MORMONISM IN ENGLAND—PREPARING TO EMIGRATE.
It was fortunate for the Swiss mission that the new converts in general could not read any language but their own, and thus were ignorant of the deceptions which the American Elders had practised upon the people.
Monsieur Petitpierre, the Protestant minister who thought that the Revelation ought to be “prayerfully considered,” was the only one who understood English, and his knowledge was very limited.
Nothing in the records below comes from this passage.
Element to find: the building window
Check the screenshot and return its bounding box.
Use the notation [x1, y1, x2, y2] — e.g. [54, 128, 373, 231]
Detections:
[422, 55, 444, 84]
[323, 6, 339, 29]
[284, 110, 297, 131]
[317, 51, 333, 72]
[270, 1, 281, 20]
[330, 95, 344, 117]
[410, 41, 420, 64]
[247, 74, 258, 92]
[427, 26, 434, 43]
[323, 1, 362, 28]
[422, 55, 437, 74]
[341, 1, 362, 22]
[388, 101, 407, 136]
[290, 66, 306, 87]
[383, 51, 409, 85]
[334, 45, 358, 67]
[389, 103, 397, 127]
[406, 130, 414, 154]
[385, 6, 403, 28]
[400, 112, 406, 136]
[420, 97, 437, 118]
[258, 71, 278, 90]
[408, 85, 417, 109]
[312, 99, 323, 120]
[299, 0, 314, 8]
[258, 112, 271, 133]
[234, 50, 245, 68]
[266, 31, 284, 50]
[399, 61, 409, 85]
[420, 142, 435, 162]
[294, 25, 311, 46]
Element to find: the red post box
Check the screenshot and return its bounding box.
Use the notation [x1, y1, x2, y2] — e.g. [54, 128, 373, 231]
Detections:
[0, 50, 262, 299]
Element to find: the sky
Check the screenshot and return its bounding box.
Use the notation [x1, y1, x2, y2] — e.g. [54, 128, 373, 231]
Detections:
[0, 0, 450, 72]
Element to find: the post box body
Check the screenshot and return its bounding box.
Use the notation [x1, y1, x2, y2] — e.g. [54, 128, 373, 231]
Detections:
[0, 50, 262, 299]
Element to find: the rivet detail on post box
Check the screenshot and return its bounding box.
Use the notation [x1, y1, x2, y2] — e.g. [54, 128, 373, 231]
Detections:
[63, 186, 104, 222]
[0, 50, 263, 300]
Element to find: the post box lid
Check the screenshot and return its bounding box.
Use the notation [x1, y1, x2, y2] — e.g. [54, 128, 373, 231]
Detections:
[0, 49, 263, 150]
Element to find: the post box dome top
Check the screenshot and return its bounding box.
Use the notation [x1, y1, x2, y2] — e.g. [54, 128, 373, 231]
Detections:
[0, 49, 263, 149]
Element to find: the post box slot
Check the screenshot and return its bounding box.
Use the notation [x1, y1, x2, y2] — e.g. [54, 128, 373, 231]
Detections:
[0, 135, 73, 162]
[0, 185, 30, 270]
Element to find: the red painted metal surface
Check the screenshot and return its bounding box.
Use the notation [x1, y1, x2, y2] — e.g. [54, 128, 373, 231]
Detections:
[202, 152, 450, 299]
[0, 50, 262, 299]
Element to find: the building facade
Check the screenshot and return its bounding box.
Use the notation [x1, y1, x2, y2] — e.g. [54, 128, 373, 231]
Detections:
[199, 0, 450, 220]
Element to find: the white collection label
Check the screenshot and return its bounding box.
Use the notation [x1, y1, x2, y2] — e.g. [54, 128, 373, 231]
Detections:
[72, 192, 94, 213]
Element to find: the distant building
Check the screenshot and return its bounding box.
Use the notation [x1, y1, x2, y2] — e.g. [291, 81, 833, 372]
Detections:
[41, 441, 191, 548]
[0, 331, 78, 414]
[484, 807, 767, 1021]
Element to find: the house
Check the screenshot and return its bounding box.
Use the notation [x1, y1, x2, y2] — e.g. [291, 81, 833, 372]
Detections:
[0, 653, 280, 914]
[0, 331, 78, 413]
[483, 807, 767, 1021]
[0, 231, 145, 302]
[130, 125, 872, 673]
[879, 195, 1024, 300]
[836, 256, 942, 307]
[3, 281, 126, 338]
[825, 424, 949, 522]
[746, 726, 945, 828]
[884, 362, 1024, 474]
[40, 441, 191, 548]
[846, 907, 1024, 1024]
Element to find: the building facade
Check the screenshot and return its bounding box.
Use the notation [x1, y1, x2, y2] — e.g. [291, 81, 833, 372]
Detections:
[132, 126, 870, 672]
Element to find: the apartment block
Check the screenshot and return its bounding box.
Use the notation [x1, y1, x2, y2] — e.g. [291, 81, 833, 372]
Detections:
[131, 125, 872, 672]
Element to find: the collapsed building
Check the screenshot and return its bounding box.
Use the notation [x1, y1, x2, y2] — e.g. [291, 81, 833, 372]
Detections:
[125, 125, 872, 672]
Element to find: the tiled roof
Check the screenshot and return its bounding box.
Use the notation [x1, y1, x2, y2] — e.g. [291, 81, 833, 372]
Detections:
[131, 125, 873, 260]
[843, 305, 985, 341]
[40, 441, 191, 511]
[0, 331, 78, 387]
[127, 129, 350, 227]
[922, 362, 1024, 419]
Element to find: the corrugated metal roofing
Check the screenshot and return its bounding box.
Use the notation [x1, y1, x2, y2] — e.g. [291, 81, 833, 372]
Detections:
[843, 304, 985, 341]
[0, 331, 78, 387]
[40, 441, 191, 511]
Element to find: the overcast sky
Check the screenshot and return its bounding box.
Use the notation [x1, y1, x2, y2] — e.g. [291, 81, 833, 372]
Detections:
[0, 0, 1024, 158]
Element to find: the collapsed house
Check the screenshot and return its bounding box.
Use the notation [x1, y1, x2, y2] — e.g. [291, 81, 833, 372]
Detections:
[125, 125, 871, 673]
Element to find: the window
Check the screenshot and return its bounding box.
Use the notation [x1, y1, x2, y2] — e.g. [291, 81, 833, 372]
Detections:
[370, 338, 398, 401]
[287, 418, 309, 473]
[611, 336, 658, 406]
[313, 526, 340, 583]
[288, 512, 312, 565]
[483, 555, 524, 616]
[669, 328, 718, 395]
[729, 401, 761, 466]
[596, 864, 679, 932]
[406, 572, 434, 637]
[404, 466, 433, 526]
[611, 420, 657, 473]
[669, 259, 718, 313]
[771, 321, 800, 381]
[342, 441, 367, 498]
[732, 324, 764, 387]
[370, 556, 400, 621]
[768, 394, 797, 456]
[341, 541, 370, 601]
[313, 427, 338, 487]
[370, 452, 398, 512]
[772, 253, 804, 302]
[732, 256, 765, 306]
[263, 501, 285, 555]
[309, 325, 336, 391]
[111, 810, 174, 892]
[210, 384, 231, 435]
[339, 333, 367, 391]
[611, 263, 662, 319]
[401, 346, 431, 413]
His wife did not at all coincide with him about the prayerful consideration of polygamy; she disposed of the subject without any prayer at all; and it is to be regretted that in this respect the whole body of the Mormon women did not follow her example.
What arguments she used I do not know; but that they were very much to the point no one can doubt, for they banished for ever all thoughts of polygamy from her husband’s mind. It was said among the Saints that she was very energetic in her private discussions with her husband. But however this might be, it is certain that Monsieur Petitpierre resisted as long as he could, for the Revelation quite fascinated the childless old man; and it is possible that he might have held fast to the faith, but unfortunately, just then certain documents and publications of the apostles, and a very large amount of evidence respecting them and their doings, attracted his attention. He was in the main a good and truthful man, although of small mental calibre, and the deceptions and contradictions which he discovered quite disgusted him. His wife’s strong personal arguments gave the finishing blow to his faith, and the spell was broken. The vision of a modern Hagar and a little Ishmael vanished from his mind; he apostatised—and Mr. Stenhouse lost the services of a very useful translator.
When I heard that he had left the church, how I wished that I could have followed in his footsteps! But apostasy from Mormonism is only possible to two classes—the young disciple, who has embraced the faith more from enthusiasm than from conviction, whose experience is limited; and the old disciple, who has entirely outgrown it, and has become disgusted with it all.
I was neither of these. My faith was too firmly grounded to admit of my giving it up. Though I hated polygamy, I did not dare to question the divinity of its origin. I only pitied myself and my sex for the burden which God had seen fit to place upon us. I never for a moment supposed that any man would have been so wicked as to fabricate a “Revelation,” or so blasphemous as to palm it off in the name of the Lord.
Oh yes, I hated polygamy in my heart. And my efforts in teaching it only increased my hatred; for when I was gravely told by the Elders that woman had been cursed in the garden of Eden, and that polygamy was one of the results of that curse—“her desire shall be unto her husband, and he shall rule over her!”—I must confess that my heart within me was rebellious. From my earliest childhood I had thought of God as a father and a friend, to whom I might go and tell all my griefs and cares; but now He was presented to me as a hard taskmaster, not as a father or a friend.
I met with much kindness, but I did not meet with much sympathy from the brethren. They could not understand that opposition to polygamy was anything else than selfishness on the part of the sisters; they did not comprehend the feelings of a woman’s heart—its craving for some object upon which to devote its whole wealth of love. They were taught that theirs was a nobler position than that of the sisters, and that women might consider themselves sufficiently honoured in being allowed to become the mothers of their children, and to help in building up their “kingdom.”
Of my missionary work in Switzerland subsequent to the introduction of polygamy I will say but little, except that it was too successful. The same sorrow and indignation which Madame Balif had so forcibly expressed, were shown by almost every new convert, and I had to bear the blame of teaching such a doctrine. The sisters became unhappy, and wished that they had died in ignorance of Mormonism; and I felt humbled to the dust to think that I should be the innocent cause of so much misery to others. I looked anxiously for a change; but the only change which seemed probable was that we might be permitted to emigrate to Utah—and there was no comfort for me in that prospect.